The spectral sensitivity of the photoreceptors of a white-eye mutant of the housefly Musca domestica has been measured to 250 nm. in the mid-ultraviolet. Maximum sensitivity is at 340-350 nm., as in the wild-type eye, and decreases at shorter wavelengths with a distinct shoulder at 280 nm.
Microspectrophotometric measurements of individual corneal facets show little absorption at wavelengths longer than 300 nm. but a sharp band (peak density about 0·4) at 277 nm. Adjustment of the spectral sensitivity curve for the filtering effect of the cornea makes the 280 nm. shoulder more prominent, suggesting the presence of energy transfer from the protein component of the visual pigment to the chromophore.
The short-wavelength limit of the housefly’s visible spectrum is determined by the availability of ultraviolet light and is about 300 nm. in nature. The long-wavelength limit is set by the falling absorption of the visual pigment in the red.

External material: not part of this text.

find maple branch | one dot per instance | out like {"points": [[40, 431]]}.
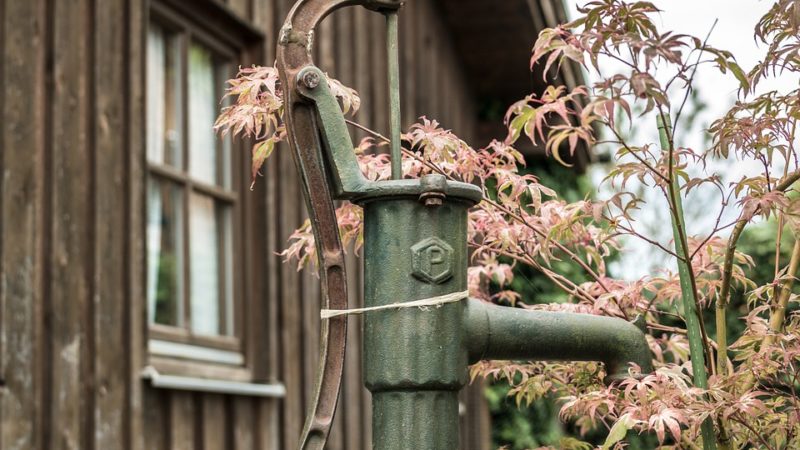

This work was supported by USPHS grant NB-03333 and by a USPHS postdoctoral fellowship (NB 22, 547) to H. R.F. We are grateful to Professor Robert Sokal of the University of Kansas for providing us with a stock of white-eyed flies and to Professor Donald Poulson of Yale University for the loan of the prism monochromator.
Note added in proof
It has been suggested to us that the 280 nm. shoulder in the spectral sensitivity function reflects an absorption band of the chromophore. We do not consider this the likely explanation because: (1) free retinal (all trans or 11-cis) apparently lacks an adequate peak at 280 nm.; (2) if the 11 -cis isomer showed such absorption when combined with opsin, one would expect the bleaching of rhodopsin to be accompanied by decreases in absorption around 280 nm. Such spectral changes are not observed with vertebrate visual pigments.
Behavioural responses of moths to X-rays (Smith, Kimeldorf & Hunt, 1963) and electroretinographic responses of moths to β-radiation (Smith & Kimeldorf, 1964) have been reported.